There are several high-level options for adding support for this in the language.

Option 1: Manual Dynamic Checks

In the absence of any language specific mechanism for value-specific types, the programmer can still distinguish at run-time whether two instances of Money are the same by storing a reference back to their Treasury:

owned contract Money {
  int value;
  Treasury treasury;
  protected Money(int v, Treasury t) {
    value = v;
    treasury = t;
  }

  ...

  transaction merge(Money m2) {
    if (this.treasury != m2.treasury) throw;
    ...  
  }
}

Option 2: Compiler-Generated Dynamic Checks

First of all, to generate checks automatically, it must be known to the compiler which types are related in this way.
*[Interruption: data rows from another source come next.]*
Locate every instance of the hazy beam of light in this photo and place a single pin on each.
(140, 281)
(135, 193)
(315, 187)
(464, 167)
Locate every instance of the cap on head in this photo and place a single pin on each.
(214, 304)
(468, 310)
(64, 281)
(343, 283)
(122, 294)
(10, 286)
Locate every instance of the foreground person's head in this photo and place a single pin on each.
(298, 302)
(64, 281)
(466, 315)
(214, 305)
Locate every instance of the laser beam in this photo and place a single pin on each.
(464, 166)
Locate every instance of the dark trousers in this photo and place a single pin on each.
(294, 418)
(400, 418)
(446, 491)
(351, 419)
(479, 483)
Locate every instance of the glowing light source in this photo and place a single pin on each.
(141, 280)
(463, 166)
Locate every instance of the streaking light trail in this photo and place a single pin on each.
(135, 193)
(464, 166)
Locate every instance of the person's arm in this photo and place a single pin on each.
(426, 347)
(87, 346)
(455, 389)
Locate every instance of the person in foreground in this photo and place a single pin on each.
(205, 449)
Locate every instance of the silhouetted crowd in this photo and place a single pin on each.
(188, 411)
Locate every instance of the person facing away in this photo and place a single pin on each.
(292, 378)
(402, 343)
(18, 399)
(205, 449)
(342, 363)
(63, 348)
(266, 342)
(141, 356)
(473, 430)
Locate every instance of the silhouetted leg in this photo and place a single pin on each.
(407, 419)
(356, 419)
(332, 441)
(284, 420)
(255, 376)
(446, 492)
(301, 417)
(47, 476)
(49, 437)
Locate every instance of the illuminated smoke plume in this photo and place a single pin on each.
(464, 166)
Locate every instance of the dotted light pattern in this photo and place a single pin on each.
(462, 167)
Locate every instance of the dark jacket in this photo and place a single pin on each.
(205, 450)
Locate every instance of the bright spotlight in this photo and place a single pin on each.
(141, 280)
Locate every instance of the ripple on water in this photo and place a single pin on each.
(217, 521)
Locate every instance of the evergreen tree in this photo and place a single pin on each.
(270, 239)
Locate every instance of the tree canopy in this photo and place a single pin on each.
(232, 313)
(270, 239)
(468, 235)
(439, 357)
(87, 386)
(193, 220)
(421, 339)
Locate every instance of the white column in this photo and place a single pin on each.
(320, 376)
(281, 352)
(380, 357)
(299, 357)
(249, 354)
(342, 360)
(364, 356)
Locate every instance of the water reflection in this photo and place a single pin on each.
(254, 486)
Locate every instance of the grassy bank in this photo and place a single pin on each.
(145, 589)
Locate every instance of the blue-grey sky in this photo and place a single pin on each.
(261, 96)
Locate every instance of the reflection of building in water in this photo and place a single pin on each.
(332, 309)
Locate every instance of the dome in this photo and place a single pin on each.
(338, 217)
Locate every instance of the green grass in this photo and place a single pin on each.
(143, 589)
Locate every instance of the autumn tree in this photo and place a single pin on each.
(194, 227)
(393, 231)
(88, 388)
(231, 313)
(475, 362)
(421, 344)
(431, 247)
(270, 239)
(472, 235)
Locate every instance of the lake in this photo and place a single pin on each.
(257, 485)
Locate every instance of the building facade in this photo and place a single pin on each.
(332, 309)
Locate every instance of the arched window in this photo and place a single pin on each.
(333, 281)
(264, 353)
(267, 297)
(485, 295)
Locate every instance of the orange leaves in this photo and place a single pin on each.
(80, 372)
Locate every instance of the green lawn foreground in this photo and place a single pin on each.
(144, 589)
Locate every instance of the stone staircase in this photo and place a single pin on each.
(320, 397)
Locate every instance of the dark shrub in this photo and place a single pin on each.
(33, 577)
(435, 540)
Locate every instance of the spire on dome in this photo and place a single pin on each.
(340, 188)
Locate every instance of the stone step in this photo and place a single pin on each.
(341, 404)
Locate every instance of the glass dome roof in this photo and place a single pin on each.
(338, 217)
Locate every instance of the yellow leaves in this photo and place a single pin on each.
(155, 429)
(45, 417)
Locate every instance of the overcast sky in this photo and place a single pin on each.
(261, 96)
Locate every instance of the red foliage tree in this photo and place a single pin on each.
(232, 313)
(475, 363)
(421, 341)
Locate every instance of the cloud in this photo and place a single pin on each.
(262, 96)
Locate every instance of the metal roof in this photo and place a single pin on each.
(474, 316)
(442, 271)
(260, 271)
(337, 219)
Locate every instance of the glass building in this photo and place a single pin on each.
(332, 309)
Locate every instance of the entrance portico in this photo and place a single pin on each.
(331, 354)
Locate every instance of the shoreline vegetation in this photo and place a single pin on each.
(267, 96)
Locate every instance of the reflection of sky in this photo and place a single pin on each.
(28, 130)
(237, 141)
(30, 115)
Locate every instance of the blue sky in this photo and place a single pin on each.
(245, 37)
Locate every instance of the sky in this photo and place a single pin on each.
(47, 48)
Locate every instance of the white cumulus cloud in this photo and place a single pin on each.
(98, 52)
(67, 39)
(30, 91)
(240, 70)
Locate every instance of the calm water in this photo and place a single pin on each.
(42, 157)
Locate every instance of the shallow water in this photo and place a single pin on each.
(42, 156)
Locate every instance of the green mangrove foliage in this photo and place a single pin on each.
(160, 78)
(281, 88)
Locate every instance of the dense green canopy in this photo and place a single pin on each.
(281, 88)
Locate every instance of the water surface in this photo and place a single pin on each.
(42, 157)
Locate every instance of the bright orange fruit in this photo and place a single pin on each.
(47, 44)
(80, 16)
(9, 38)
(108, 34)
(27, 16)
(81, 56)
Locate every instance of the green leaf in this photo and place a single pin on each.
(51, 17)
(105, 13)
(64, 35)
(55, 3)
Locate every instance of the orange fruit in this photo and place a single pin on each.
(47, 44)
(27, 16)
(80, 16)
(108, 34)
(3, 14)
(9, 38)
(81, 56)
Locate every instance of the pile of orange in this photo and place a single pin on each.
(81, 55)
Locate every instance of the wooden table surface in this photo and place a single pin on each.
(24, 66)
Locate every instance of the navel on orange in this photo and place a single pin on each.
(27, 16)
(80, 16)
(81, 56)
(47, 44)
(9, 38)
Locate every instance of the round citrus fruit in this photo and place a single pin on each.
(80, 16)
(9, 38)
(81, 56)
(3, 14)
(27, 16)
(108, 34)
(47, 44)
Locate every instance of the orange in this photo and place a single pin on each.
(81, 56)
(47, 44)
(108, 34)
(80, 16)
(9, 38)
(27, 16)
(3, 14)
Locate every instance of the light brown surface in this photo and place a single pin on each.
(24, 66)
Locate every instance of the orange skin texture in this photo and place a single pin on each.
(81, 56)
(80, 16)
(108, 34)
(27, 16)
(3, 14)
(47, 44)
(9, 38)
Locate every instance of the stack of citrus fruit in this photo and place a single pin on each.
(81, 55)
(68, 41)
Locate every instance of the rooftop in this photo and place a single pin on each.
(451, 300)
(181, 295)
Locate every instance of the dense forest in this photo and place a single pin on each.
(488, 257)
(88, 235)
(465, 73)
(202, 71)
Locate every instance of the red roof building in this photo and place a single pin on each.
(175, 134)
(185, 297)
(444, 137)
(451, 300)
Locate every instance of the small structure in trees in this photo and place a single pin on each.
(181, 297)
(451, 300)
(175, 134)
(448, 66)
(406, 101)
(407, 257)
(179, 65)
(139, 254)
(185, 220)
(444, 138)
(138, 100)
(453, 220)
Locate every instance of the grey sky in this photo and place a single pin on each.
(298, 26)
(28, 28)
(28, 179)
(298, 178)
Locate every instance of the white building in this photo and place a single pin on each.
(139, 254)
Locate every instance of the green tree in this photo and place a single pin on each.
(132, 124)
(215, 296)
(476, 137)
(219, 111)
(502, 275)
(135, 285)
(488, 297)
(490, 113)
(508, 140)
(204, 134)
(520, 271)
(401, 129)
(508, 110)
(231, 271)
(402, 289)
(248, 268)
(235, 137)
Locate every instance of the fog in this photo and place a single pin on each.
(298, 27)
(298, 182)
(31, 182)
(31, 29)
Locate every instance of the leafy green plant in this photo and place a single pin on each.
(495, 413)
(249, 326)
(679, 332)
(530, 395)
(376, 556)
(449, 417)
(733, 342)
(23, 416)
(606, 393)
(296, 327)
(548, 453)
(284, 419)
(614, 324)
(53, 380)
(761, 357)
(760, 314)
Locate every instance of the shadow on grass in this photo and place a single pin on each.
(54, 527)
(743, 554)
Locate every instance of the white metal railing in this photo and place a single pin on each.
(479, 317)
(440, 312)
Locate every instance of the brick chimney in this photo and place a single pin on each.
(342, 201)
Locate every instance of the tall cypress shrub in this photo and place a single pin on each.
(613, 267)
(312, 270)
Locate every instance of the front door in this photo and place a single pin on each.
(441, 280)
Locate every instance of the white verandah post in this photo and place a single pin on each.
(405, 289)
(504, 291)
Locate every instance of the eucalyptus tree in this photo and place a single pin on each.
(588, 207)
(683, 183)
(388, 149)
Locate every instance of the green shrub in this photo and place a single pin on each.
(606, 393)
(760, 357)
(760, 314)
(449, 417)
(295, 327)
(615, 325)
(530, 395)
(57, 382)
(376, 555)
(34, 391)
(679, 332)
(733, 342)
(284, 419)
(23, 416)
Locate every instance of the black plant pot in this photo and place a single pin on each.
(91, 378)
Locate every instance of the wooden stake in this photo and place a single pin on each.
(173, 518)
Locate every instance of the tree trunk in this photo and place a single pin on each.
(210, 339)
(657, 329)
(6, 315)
One way to do this simply with nesting:

contract Treasury {
  contract Money {
    ...
  }
  ...
}

The desired semantics of this is that each instance of t : Treasury has its own distinct type t.Money (even though the implementation for t1.Money and t2.Money may be the same).

We can make two reasonable assumptions here that allow us to generate checks automatically:

  1. Assume recursive references to other members of Money inside the definition of Money must be associated with the same Treasury instance as this.
  2. Assume any reference to Money inside the definition of Treasury refers to this.Money.

Assumption (1) would allow roughly the following check to be generated in the Money contract:

contract Money {
  ...
  transaction merge(Money m2) {
    ...
  }
}

==>

contract Money {
  Treasury t;
  ...
  transaction merge(Money m2) {
    if (this.treasury != m2.treasury) throw;
    ...  
  }
}

On the other hand, assumption (2) would allow roughly the following:

contract Treasury {
  contract Money { ... }
  transaction take_back_money(Money m) { ... }
  ...
}

==>

contract Treasury {
  contract Money {
    Treasury t;
    ...
  }
  transaction take_back_money(Money m) {
    if (m.t != this) throw;
    ...
  }
  ...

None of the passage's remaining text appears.